Sayang, impian itu harus kandas karena aku gagal memasuki fakultas kedokteran gigi pada Perguruan Tinggi Negeri (PTN) meskipun sudah dua kali aku mengikuti Seleksi Bersama Masuk Perguruan Tinggi Negeri (SBMPTN) .
Takdir kemudian membawaku untuk berkuliah di Fakultas Bahasa dan Sastra Universitas Pendidikan Indonesia (UPI) Bandung. Aku pun berhasil menyelesaikan Sarjana Pendidikan, dan diwisuda pada 10 Oktober 2018 lalu.
Tak jauh dari waktu wisuda, ternyata ada pembukaan penerimaan CPNS serentak. Banyak orang mulai bersiap untuk melamar menjadi PNS, tapi aku teteap tak tertarik. Kebetulan, aku juga telah memiliki pekerjaan.
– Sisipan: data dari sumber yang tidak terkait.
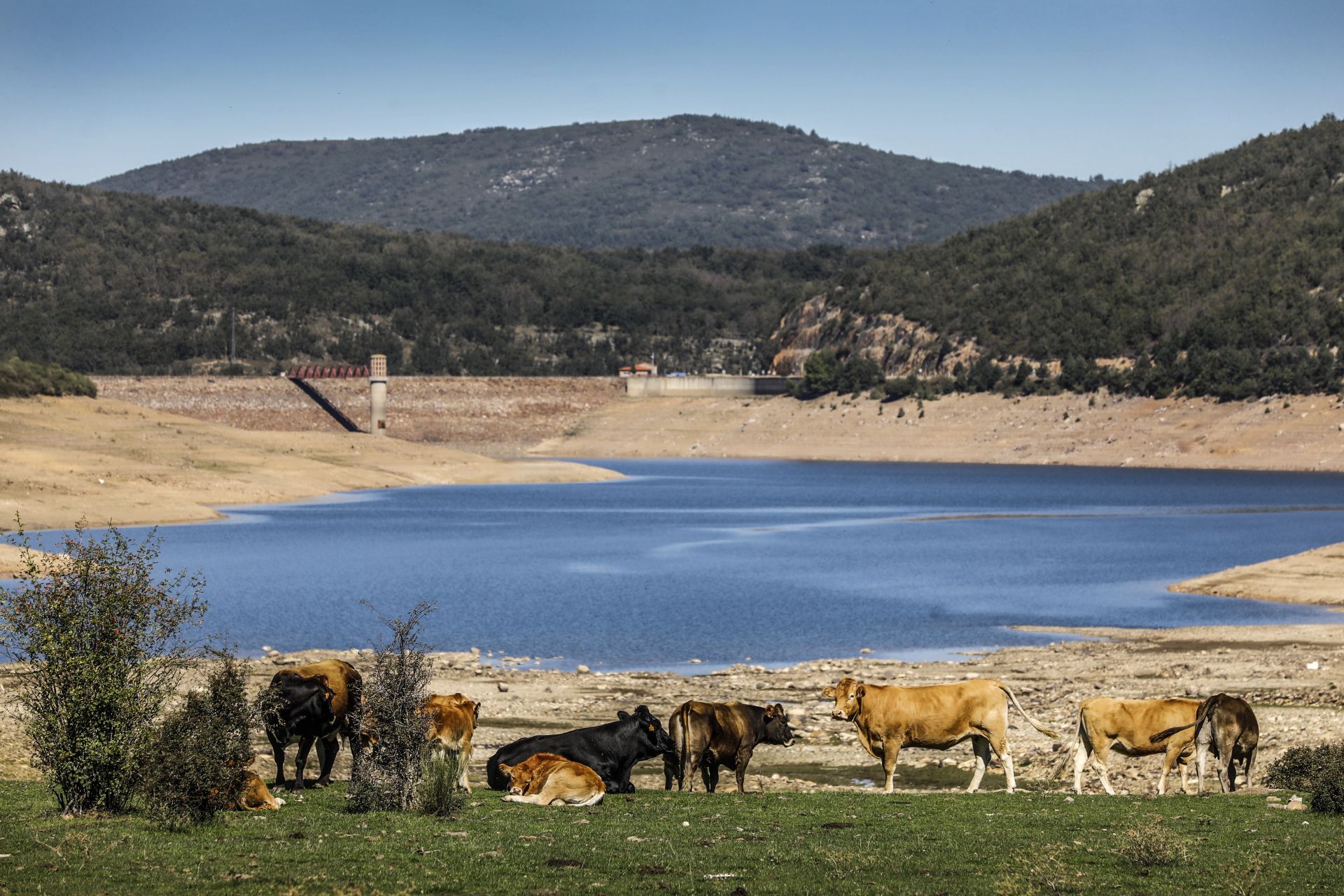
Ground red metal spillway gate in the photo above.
[285,364,368,433]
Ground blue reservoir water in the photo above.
[13,459,1344,669]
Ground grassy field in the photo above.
[0,782,1344,896]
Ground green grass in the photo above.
[0,782,1344,896]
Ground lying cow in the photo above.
[265,659,363,790]
[227,756,285,811]
[425,693,481,792]
[1074,697,1199,795]
[485,706,672,794]
[1152,693,1259,795]
[663,700,793,794]
[498,752,606,806]
[822,678,1059,794]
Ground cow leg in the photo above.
[1074,738,1088,794]
[266,731,288,788]
[316,735,340,788]
[289,736,316,791]
[966,735,989,794]
[882,738,904,794]
[734,750,751,794]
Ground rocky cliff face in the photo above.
[773,290,980,376]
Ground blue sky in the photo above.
[0,0,1344,183]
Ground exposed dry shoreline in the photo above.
[532,393,1344,472]
[1169,542,1344,606]
[0,398,617,531]
[0,624,1344,794]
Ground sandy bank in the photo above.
[532,395,1344,470]
[1169,542,1344,606]
[0,624,1344,794]
[0,398,615,529]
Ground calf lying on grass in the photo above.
[498,752,606,806]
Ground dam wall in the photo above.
[622,376,789,398]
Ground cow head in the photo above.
[821,678,865,722]
[764,703,793,747]
[500,762,533,797]
[615,704,676,757]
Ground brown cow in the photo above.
[498,752,606,806]
[822,678,1059,794]
[265,659,363,790]
[1152,693,1259,795]
[228,756,285,811]
[1074,697,1199,795]
[425,693,481,792]
[663,700,793,794]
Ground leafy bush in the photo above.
[143,654,254,827]
[0,523,206,814]
[802,348,840,395]
[0,357,98,398]
[1265,743,1344,813]
[349,602,438,811]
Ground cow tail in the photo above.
[997,681,1059,740]
[1148,722,1198,744]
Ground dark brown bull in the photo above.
[1153,693,1259,794]
[265,659,363,790]
[663,700,793,794]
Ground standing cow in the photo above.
[822,678,1059,794]
[485,706,672,794]
[1074,697,1199,797]
[265,659,363,790]
[425,693,481,792]
[663,700,793,794]
[1152,693,1259,795]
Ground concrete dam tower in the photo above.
[368,355,387,435]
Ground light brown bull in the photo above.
[1074,697,1200,795]
[822,678,1059,794]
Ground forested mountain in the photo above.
[0,117,1344,398]
[0,172,849,374]
[95,115,1105,248]
[777,115,1344,398]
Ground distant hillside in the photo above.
[777,115,1344,398]
[94,115,1105,248]
[0,172,844,374]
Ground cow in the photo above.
[1152,693,1259,795]
[821,678,1059,794]
[1074,697,1200,795]
[663,700,793,794]
[425,693,481,792]
[265,659,363,791]
[485,705,673,794]
[227,756,285,811]
[498,752,606,806]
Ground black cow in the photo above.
[485,706,672,794]
[265,659,363,790]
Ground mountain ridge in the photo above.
[92,114,1106,248]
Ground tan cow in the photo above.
[822,678,1059,794]
[1074,697,1200,795]
[425,693,481,792]
[498,752,606,806]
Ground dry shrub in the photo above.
[144,653,255,829]
[996,844,1078,896]
[1113,816,1189,868]
[0,522,206,816]
[349,601,434,811]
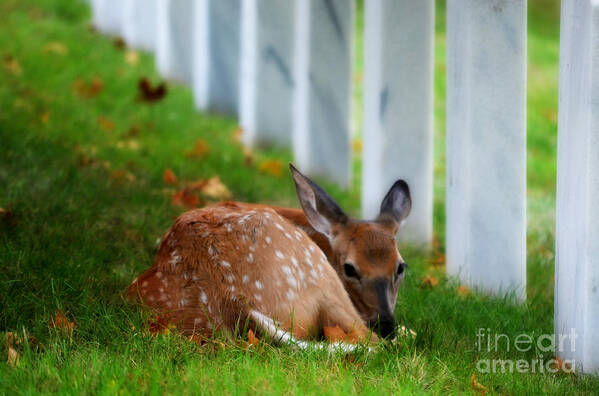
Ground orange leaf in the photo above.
[44,41,69,55]
[258,160,283,177]
[420,275,439,289]
[172,188,200,209]
[322,326,347,342]
[162,168,177,184]
[185,140,209,157]
[199,176,233,200]
[98,116,114,132]
[458,285,472,297]
[48,310,75,334]
[470,374,488,395]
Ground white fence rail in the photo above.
[91,0,599,372]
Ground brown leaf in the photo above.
[162,168,177,184]
[172,188,200,209]
[137,77,167,103]
[6,346,21,367]
[420,275,439,289]
[73,76,104,98]
[258,160,283,177]
[98,116,114,132]
[44,41,69,55]
[48,310,75,335]
[470,374,488,395]
[3,55,23,76]
[458,285,472,297]
[185,139,210,158]
[125,50,139,67]
[199,176,233,200]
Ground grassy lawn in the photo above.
[0,0,599,394]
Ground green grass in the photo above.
[0,0,599,394]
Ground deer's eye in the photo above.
[397,263,408,276]
[343,263,360,280]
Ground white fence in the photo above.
[91,0,599,372]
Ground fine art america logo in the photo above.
[476,328,578,373]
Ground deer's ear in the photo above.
[377,179,412,232]
[289,164,348,238]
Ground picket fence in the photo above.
[91,0,599,372]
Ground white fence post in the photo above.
[91,0,124,36]
[555,0,599,373]
[156,0,194,83]
[293,0,355,186]
[446,0,526,299]
[240,0,294,146]
[193,0,241,116]
[123,0,158,51]
[362,0,435,244]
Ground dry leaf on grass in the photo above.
[125,51,139,67]
[199,176,233,200]
[3,55,23,76]
[185,139,210,158]
[162,168,177,184]
[420,275,439,289]
[137,77,167,103]
[44,41,69,55]
[172,188,200,209]
[48,309,75,335]
[470,374,488,395]
[258,160,283,177]
[73,76,104,98]
[458,285,472,297]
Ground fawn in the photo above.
[127,165,411,345]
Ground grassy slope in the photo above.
[0,0,599,394]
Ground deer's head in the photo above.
[291,165,412,337]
Sebelum diwisuda, aku telah mengajar di salah satu SMK Swasta di Bandung.
Pun ketika Bapak menyampaikan impiannya agar aku mendaftar menjadi PNS Kemenag karena saat itu formasi yang dibuka cukup banyak, hatiku pun tetap bergeming. “Aku tak ingin ikut ujian CPNS,” kukuh ku saat itu.
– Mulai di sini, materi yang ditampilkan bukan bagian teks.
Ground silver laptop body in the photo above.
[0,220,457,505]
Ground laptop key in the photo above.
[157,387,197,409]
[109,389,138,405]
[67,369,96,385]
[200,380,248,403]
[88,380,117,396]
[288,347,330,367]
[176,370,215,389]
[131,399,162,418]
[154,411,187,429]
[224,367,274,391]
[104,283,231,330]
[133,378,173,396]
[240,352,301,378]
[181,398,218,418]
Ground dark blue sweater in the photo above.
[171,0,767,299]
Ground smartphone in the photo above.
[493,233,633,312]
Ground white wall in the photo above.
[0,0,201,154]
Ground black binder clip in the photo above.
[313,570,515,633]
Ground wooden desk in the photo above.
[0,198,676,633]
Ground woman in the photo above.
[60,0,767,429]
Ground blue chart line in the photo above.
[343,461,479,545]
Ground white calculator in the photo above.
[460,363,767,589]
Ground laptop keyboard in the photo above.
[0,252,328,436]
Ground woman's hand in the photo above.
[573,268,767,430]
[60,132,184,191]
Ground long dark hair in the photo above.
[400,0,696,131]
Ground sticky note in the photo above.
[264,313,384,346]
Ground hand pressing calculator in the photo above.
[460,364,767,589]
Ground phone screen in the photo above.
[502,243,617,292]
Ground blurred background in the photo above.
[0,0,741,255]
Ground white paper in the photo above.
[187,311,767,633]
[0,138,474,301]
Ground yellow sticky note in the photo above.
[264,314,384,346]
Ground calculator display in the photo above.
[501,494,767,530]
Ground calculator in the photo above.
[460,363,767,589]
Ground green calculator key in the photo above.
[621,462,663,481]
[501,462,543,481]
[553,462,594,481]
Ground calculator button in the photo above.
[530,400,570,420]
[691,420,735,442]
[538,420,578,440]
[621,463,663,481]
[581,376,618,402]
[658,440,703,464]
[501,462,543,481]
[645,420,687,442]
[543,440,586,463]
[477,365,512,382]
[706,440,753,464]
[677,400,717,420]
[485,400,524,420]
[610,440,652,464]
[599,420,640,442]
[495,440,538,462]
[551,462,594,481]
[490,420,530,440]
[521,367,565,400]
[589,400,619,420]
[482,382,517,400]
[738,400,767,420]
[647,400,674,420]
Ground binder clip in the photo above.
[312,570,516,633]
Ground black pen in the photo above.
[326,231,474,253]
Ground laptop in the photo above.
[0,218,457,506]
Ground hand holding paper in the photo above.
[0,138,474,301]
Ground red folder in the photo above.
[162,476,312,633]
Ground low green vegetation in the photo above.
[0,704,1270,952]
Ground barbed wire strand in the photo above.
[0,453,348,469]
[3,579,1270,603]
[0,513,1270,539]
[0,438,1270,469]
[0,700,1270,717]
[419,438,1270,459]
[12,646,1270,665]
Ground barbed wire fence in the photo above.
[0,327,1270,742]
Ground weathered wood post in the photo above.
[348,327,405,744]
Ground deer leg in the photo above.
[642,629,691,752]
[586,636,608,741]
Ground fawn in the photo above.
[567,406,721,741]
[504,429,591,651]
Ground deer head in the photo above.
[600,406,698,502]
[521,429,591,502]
Mendengar itu, Bapak tak dapat menyembunyikan kecewa dari raut wajahnya. “Kalau Bapak umurnya sedikit lagi gimana?” tuturnya saat itu dengan raut sedih.
Semenjak itu, Beliau pun tak pernah lagi mengajakku bicara. Aku menangis. Tak menyangka kata-kata itu keluar dari sosok Bapak. Orang yang selama ini paling sabar menghadapiku. Hati ku pun goyah. Aku mulai memantapkan langkah untuk sekedar mengikuti tes CPNS.
Aku pun mengikuti tahapan awal seleksi yang dilaksanakan dengan Computer Assisted Test (CAT). Niatku saat itu, hanya ingin memberikan bukti pada Bapak bahwa aku telah mengikuti tes CPNS. Sekedar menghilangkan rasa canggung, karena aku telah membuatnya kecewa.
Tak disangka, aku berhasil melalui CAT dengan mulus. Aku memperoleh skor cukup tinggi dan berhak mengikuti Seleksi Kompetensi Bidang (SKB). Pada tahap SKB itu, aku mendengar banyak orang yang menggebu ingin diterima. “Beruntung kalau kamu lulus PNS. Orang lain mah harus nunggu bertahun-tahun,” ujar seorang yang kutemui saat SKB.
Lagi-lagi perkataan itu ku tanggapi dengan tersenyum saja.
Waktu yang ditunggu-tunggu CPNS Kemenag pun tiba. Tanggal 15 Januari 2019 malam, pengumuman CPNS Kemenag menyebut nama ku lolos tahapan SKB. Seketika langsung aku sujud syukur.
Segera ku raih ponsel pintarku dan mengetik pesan singkat kepada Bapak.
“Pak enis lulus cpns,” ujarku singkat.
Pesan singkatku baru dibalas Bapak keesokan harinya. “Alhamdulillah, syukur nis bp bangga,” tulis Bapak.
Air mataku pun tumpah. Bapak memang jarang sekali memujiku, beliau seorang yang pendiam. Mengetahui kenyataan aku bisa membuatnya bangga, adalah sebuah kebahagiaan yang tak bisa terucap kata.
Terbayang kembali kala beliau hadir di wisuda sarjana ku meski harus berjalan menggunakan tongkat. Ya, pada Februari 2018 kaki Bapak patah akibat kecelakaan sewaktu membeli kain sebagai bahan jahitan.
Terbayang pula bagaimana ia selama ini berjuang membiayai kami anak-anaknya dengan usaha jahitan yang dia miliki. Sejak pagi buta hingga tengah malam ia bekerja mencari nafkah. Pernah suatu kali tangannya terluka hebat karena terluka akibat mesin pemotong kain.
Pengorbanannya semoga tak sia-sia. Mengetahui aku diterima CPNS Kemenag membuatnya sangat bahagia. Dia tahun sebelumnya adikku juga lulus di STAN yang otomatis akan diangkat menjadi PNS Kementerian Keuangan.
Teruntuk Bapak, ini semua adalah jawaban atas doa-doa mu. Kini tugasku untuk membahagiakanmu. Salah satunya menjalani kewajiban, menjadi CPNS Kemenag.